The Fund programme contains the most ambitious targets that we have seen in a long time. At the moment, the government is swimming upstream to even come close to those targets. At the heart of those targets are revenues, because failure to meet the targeted amount would mean more borrowing, less spending, and more constriction in growth. It is enough to make one wonder what the prime minister means when he goes around the country promising that 2020 will be the ‘year of growth’. The only growth that his finance team is focused on at the moment pertains to revenue.

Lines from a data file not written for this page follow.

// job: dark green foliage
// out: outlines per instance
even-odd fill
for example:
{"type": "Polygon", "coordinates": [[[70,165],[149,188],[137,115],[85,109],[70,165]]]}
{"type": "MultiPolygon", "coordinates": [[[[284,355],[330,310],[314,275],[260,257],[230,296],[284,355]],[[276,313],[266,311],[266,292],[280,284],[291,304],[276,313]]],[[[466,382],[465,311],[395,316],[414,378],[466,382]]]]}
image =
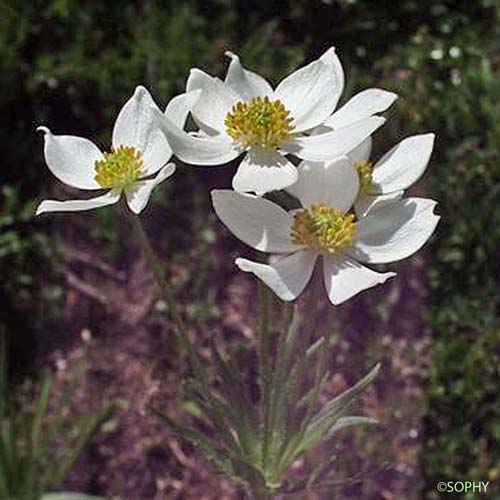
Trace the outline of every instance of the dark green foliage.
{"type": "MultiPolygon", "coordinates": [[[[62,484],[84,448],[112,418],[115,408],[107,405],[96,415],[81,416],[69,423],[66,413],[75,382],[76,374],[61,396],[54,398],[53,375],[47,372],[38,387],[27,381],[13,391],[7,377],[5,332],[0,330],[1,498],[45,499],[42,495],[62,484]],[[59,443],[55,449],[61,438],[66,445],[61,447],[59,443]]],[[[65,498],[85,499],[71,495],[65,498]]]]}
{"type": "MultiPolygon", "coordinates": [[[[17,300],[27,300],[40,262],[50,255],[50,246],[47,236],[35,230],[32,223],[34,200],[24,201],[19,190],[10,184],[0,189],[0,262],[9,262],[19,270],[9,272],[9,280],[3,283],[4,292],[9,296],[15,293],[17,300]]],[[[6,275],[7,269],[2,270],[2,275],[6,275]]]]}
{"type": "MultiPolygon", "coordinates": [[[[116,114],[138,84],[147,85],[163,106],[183,90],[191,67],[220,73],[229,48],[243,48],[246,62],[269,77],[296,66],[300,47],[271,43],[277,29],[274,18],[253,13],[240,18],[241,10],[246,9],[224,0],[1,3],[0,322],[20,330],[21,311],[29,309],[40,318],[36,308],[47,319],[48,302],[57,298],[52,265],[57,256],[41,236],[48,234],[51,221],[32,214],[49,190],[62,198],[74,193],[54,182],[46,169],[36,126],[83,135],[107,148],[116,114]],[[23,297],[27,303],[20,302],[23,297]]],[[[192,197],[199,191],[195,187],[192,197]]],[[[206,203],[186,202],[190,213],[194,205],[198,219],[205,217],[206,203]]],[[[111,244],[111,255],[118,253],[113,211],[95,215],[89,231],[111,244]]],[[[193,304],[190,311],[196,308],[193,304]]],[[[25,345],[33,342],[28,333],[23,339],[25,345]]]]}

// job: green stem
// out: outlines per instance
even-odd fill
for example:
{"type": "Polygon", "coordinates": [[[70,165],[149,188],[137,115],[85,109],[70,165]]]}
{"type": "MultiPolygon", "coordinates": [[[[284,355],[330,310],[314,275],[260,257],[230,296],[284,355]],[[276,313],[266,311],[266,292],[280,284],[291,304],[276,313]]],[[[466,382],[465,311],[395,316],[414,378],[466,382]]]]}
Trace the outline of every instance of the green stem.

The temptation will now be before Dr Sheikh to brush aside the FBR’s reservations about new revenue measures and seek to plug the gap by resorting to quick-yielding measures such as a hike in the sales tax rate or further taxes on fuels. That temptation must be resisted because it will further fuel inflation and burden an already exhausted population. Instead, he is right to talk about non-tax revenues as the driver for the remaining months of the fiscal year. We await the revenue plan on that side once the talks conclude, but chances are high that we will see the government make a strong push on privatisation in the weeks ahead and try to conduct at least one large transaction before the fiscal year ends. The problem with that approach is that it cannot be counted as involving revenue. Privatisation is and always has been a financing item. Selling state assets to plug the fiscal deficit is also wrong. Eventually, there is little to do but concede that the target agreed on with the IMF was more ambitious than it should have been.